Avoid bare .persist() — always pass an explicit StorageLevel

Severity

🟡 MEDIUM — Moderate performance impact.

PySpark version

Compatible with PySpark 1.3 and later.

Information

Calling .persist() with no arguments silently applies the default storage level (MEMORY_AND_DISK).

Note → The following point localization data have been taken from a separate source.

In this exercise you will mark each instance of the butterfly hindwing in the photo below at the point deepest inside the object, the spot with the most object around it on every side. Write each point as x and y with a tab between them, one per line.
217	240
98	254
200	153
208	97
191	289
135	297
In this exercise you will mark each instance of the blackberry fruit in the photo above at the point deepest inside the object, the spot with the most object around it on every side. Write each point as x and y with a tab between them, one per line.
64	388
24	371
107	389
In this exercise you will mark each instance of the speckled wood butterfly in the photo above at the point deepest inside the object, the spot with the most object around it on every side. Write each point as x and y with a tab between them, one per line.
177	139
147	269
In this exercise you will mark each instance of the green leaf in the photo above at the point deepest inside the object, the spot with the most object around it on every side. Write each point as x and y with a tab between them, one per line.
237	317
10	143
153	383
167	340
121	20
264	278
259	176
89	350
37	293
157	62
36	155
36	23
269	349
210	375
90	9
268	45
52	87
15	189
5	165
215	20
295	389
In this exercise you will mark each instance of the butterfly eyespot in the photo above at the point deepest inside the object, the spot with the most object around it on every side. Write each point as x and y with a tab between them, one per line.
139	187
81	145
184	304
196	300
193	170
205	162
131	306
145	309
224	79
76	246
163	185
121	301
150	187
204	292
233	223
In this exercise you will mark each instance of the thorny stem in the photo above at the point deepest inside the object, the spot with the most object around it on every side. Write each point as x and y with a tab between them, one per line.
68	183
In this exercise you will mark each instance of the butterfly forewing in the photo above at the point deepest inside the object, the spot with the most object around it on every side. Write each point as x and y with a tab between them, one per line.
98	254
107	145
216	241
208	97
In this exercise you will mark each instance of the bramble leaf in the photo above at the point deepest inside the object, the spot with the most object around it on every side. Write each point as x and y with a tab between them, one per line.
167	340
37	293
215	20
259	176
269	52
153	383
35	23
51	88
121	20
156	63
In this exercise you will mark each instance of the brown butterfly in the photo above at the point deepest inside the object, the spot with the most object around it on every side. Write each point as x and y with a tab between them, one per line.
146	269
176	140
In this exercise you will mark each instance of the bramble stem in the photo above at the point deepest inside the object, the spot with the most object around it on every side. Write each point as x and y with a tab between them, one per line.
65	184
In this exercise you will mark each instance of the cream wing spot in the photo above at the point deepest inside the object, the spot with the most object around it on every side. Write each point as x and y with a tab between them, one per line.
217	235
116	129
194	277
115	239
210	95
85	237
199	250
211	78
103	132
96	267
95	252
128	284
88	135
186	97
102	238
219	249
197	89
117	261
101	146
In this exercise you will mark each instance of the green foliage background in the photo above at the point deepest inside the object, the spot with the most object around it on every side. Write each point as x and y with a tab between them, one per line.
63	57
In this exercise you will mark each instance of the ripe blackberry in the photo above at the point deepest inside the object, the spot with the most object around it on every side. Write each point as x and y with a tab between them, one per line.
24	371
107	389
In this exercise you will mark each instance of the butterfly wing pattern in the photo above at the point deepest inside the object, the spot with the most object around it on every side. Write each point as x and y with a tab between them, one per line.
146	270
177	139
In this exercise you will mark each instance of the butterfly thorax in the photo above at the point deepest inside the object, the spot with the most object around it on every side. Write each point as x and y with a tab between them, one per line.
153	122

This is an antipattern because:

  • The caching strategy is invisible — the next developer (or you in six months) has no idea what level was intended or why
  • The default may be wrong for your dataset: a large DataFrame that barely fits in memory will spill to disk unpredictably; a small lookup table only needs MEMORY_ONLY
  • Tuning becomes a guessing game instead of a deliberate decision visible in code review

Always pass a StorageLevel explicitly, even if it happens to be the default, so the intent is documented in the code.

Best practices

Choose the storage level that matches your use case:

Level When to use
MEMORY_ONLY DataFrame fits comfortably in memory; fastest
MEMORY_AND_DISK Large DataFrame; spills to disk rather than recomputing
MEMORY_AND_DISK_2 Same + replication for fault tolerance
MEMORY_AND_DISK_DESER Skip Java deserialisation overhead; uses more memory
DISK_ONLY Very large DataFrame; memory is scarce
DISK_ONLY_2 Disk + replication
DISK_ONLY_3 Disk + triple replication
MEMORY_ONLY_2 Memory + replication
OFF_HEAP Store in off-heap memory (Tachyon/Alluxio); reduces GC pressure
NONE Explicit no-op (useful to clear a previously set level)

Rule of thumb: Even if MEMORY_AND_DISK is the right choice, write it out — it tells the reader the decision was deliberate.

Example

Bad:

df.persist()

Good:

from pyspark import StorageLevel

df.persist(StorageLevel.MEMORY_AND_DISK)
df.persist(StorageLevel.MEMORY_ONLY)
df.persist(StorageLevel.DISK_ONLY)